今年は、例年になく雪が少なかったこともあり、多くの皆さんが一日も早い
有峰林道の通行再開を待ちわびておられたことと存じますが、おかげをもち
まして、例年より早い5月26日から通行を再開できることとなりました。
 また、ビジターセンターは5月26日から、有峰ハウスは6月1日から営
業を開始いたします。

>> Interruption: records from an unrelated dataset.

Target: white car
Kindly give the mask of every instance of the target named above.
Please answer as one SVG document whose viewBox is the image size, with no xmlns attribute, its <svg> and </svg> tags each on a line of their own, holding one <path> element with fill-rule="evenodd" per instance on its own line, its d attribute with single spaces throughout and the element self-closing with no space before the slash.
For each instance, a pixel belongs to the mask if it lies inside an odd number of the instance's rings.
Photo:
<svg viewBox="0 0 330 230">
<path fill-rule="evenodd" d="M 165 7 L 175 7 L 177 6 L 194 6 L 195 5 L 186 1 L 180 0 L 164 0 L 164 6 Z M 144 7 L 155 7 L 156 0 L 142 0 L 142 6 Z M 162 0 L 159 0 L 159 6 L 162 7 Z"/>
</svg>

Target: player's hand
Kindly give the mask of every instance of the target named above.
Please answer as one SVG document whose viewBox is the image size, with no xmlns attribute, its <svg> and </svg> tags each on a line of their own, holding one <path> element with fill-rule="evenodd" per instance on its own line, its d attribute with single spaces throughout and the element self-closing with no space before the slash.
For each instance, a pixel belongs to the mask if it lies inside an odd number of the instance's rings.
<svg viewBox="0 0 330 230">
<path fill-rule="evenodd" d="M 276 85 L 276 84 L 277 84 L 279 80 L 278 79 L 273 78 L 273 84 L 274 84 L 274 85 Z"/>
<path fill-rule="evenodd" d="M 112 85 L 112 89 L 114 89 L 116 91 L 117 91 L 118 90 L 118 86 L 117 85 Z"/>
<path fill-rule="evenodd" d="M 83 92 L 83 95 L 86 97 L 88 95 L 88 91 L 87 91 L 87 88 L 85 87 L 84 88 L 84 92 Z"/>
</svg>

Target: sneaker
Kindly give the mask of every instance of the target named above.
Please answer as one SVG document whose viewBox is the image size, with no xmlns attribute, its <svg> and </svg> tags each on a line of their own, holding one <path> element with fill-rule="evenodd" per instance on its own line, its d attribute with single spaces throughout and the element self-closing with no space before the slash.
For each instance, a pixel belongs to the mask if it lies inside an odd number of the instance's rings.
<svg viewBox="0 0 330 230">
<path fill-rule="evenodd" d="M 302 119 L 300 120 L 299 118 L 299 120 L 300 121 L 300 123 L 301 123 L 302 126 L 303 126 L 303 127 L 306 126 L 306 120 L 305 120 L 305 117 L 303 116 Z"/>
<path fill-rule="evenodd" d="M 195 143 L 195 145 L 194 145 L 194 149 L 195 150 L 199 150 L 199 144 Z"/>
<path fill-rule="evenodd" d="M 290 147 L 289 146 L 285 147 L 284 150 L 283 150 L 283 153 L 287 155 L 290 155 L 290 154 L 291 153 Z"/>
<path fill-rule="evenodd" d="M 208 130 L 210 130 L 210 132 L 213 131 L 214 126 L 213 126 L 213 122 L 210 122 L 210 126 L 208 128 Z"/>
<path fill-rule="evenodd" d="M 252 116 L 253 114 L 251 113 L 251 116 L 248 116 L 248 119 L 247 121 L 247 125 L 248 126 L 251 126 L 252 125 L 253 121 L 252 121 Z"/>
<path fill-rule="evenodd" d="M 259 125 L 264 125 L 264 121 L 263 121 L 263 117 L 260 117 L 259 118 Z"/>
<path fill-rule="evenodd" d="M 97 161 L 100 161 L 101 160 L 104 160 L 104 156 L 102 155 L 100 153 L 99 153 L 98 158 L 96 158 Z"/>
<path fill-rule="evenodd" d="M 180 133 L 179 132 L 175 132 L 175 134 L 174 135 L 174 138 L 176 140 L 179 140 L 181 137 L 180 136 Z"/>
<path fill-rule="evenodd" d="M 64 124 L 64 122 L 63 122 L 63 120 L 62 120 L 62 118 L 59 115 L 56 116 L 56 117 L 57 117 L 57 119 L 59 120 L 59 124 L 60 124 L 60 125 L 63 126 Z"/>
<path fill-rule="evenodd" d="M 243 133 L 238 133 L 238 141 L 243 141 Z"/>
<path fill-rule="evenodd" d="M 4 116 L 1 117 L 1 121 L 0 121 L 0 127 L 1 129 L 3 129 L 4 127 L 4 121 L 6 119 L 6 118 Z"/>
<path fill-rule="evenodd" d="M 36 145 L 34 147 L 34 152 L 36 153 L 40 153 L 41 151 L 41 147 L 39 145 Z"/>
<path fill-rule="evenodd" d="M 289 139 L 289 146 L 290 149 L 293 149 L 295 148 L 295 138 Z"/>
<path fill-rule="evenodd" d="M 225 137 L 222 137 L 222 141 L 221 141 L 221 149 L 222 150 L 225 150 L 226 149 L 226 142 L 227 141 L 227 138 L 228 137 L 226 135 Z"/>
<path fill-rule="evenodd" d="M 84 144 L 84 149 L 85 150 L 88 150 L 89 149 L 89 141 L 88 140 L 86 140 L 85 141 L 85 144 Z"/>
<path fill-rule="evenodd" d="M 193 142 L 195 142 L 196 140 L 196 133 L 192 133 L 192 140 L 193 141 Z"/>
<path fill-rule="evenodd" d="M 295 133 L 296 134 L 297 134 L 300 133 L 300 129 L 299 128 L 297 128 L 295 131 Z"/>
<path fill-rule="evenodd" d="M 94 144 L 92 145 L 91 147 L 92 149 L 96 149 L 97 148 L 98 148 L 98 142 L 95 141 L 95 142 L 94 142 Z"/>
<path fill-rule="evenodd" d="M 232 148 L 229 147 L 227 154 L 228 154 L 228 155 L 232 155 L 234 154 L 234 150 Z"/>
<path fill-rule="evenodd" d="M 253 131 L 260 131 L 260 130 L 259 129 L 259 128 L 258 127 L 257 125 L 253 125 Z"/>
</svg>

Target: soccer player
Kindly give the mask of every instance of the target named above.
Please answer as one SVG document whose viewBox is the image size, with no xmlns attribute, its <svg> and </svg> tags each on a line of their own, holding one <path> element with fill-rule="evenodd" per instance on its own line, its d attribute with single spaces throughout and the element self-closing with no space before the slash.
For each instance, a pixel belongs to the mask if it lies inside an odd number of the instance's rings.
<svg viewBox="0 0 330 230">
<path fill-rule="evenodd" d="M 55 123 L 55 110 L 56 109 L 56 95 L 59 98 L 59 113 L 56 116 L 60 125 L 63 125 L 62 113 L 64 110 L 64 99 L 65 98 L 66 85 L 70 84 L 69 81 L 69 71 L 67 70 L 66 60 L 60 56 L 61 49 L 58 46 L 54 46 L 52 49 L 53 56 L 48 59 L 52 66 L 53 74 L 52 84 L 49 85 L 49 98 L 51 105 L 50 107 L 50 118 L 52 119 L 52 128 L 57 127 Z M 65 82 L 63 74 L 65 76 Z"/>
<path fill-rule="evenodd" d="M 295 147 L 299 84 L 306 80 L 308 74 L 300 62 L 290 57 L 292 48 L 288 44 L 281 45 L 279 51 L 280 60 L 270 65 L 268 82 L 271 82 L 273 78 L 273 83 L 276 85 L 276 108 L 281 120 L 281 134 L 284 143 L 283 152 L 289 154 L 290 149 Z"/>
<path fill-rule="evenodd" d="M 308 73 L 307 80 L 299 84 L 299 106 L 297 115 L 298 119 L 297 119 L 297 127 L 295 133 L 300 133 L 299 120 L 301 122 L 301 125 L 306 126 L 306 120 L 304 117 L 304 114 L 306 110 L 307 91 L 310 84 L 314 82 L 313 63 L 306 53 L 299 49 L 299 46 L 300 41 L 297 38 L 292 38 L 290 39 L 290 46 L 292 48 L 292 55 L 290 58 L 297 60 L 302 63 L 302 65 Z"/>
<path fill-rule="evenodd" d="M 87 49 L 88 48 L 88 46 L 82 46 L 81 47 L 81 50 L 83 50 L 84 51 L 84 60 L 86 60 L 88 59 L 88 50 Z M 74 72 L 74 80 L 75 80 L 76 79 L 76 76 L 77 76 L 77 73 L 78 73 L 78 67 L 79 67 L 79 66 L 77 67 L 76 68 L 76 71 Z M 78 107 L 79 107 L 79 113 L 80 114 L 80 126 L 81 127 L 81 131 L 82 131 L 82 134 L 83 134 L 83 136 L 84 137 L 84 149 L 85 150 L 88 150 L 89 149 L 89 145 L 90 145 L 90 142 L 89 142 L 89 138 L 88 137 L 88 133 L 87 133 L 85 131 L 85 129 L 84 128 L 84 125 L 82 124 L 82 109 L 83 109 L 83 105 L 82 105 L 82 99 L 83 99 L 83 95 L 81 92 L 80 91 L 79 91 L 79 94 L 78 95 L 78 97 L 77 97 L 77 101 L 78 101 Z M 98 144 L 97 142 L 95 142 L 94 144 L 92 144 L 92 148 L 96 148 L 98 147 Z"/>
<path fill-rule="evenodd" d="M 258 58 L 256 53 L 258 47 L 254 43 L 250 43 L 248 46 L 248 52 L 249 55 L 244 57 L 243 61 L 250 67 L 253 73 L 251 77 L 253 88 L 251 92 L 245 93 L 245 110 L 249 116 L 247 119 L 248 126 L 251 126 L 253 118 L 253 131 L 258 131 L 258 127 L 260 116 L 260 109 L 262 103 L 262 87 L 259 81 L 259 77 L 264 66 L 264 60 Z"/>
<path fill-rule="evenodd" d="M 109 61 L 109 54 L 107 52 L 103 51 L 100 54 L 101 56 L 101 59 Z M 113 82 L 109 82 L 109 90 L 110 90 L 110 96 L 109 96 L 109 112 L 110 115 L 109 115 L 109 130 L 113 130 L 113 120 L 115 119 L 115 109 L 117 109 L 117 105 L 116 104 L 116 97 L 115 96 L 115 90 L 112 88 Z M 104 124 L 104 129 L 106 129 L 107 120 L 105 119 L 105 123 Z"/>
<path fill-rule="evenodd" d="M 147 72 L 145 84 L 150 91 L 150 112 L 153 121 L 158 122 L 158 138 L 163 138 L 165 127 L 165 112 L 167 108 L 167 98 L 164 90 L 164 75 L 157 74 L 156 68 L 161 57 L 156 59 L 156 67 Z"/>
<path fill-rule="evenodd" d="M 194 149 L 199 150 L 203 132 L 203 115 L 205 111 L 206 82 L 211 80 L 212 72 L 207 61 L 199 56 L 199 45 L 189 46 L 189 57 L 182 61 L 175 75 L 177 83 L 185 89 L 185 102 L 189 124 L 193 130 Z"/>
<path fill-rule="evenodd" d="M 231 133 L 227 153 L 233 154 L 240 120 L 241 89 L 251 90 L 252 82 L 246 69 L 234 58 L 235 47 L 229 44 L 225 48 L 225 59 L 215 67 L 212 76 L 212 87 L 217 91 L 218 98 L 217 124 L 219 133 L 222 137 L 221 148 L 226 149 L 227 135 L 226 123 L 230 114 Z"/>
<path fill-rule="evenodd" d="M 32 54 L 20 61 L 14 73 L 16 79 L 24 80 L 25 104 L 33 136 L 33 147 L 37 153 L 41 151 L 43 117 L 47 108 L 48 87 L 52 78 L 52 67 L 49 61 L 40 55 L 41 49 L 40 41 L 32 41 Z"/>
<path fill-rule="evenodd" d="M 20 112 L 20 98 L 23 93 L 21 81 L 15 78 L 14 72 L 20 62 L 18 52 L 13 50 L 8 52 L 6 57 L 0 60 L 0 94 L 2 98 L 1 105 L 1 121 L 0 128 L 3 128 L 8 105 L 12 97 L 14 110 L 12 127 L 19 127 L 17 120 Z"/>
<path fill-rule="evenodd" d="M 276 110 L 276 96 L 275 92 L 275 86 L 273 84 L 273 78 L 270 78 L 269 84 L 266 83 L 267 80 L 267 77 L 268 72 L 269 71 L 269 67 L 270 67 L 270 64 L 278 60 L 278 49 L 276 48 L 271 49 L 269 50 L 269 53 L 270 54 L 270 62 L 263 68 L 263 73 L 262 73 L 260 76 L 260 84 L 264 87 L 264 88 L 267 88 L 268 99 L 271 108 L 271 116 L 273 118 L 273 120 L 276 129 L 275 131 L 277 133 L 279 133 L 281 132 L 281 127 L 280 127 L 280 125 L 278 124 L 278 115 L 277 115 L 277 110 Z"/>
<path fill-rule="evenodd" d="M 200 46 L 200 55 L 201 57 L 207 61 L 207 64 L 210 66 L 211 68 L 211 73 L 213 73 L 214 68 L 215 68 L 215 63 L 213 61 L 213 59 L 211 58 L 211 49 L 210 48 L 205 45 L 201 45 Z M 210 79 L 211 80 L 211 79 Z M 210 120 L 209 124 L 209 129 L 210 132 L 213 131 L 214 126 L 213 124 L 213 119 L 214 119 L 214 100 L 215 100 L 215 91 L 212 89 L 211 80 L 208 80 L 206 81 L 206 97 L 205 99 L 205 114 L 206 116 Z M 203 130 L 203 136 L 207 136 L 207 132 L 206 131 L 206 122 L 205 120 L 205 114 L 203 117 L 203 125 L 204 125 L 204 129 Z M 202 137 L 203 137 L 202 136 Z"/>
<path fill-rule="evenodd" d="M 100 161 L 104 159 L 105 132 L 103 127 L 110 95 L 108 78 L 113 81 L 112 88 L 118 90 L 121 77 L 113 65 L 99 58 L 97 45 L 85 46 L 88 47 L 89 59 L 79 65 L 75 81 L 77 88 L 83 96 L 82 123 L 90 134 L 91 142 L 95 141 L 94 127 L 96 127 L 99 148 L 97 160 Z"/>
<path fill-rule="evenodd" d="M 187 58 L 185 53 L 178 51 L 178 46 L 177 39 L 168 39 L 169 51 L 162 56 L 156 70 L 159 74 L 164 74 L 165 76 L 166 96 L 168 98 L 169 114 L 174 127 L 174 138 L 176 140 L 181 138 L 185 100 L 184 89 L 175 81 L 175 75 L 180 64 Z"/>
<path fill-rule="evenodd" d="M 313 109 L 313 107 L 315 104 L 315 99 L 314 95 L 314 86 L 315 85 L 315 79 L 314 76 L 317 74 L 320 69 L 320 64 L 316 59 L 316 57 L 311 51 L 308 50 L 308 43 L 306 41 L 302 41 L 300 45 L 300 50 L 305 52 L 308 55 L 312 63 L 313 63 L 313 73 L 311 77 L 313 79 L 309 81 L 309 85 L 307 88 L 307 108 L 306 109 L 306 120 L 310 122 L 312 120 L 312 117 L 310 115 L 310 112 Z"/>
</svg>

今年も多くの皆様のお越しを心からお待ちしています。
 ここ有峰は、森林美に包まれ、命の息吹、共生と循環、自然への畏敬の念
を感じ取ることができる癒しの空間として、多くの皆さんに親しまれています。
こうした美しい森林を保全し、後世に伝えるため、平成14年7月に「水と緑
といのちの森を永遠に」を基本理念とする有峰森林文化村が設立され、有峰
を愛する人々が村民となって、様々な活動を展開してまいりました。
 今年も具体的な活動として、豊かな自然のなかで憩い、楽しみながら自然
を学び、みんなが力を合わせて森林を守っていくために、
①「憩う」という観点から、森林浴やオカリナコンサートを楽しむ「日帰り
 語り部講」、「家族で遊ぼう」や「家族でふれあい有峰自然体験」、
②「学ぶ」という観点から、有峰の動植物について研究する「ありみね高校
 生学びの森」、山菜やキノコを学習する「春及び秋の恵みの集い」や有峰
 の自然を体感したことを俳句に詠む「有峰俳句の会」、
③「守る」という観点から、有峰村民がキャンプ場の草刈をする「村仕事の
 集い」、樹木の生長を観測する「愛着の森」や自然の愛護及び利用に対す
 る指導などの活動を、ボランティアの「有峰森林レンジャー」のご協力の
 もと行ってまいります。
 こうした活動にご理解をいただき、本年4月末には843人の方に有峰村民に
登録いただいております。今年もさらに多くの方にご登録いただき、様々な
活動にご参加いただければ幸いに存じます。
 さて、県では「富山県森づくり条例」に基づき、県民参加の森づくりを進
めているところですが、県立自然公園にある有峰の森は、先代が築き上げて
きた貴重な財産であり、寄せられる期待は非常に大きなものがあります。
今後とも、皆さんから貴重なご意見やご提言などをいただきながら、有峰の
森を守り、育て、しっかりと後世に残してまいりたいと考えていますので、
有峰村民をはじめ県民の皆さんのご理解とご協力をお願いいたします。
 有峰の森は、春の新緑、夏の深緑、秋の紅葉と様々な顔を見せ、私たちの
心を癒してくれます。大自然を肌で感じ、元気を得る場として、多くの方々
に利用していただくことを心から祈念しています。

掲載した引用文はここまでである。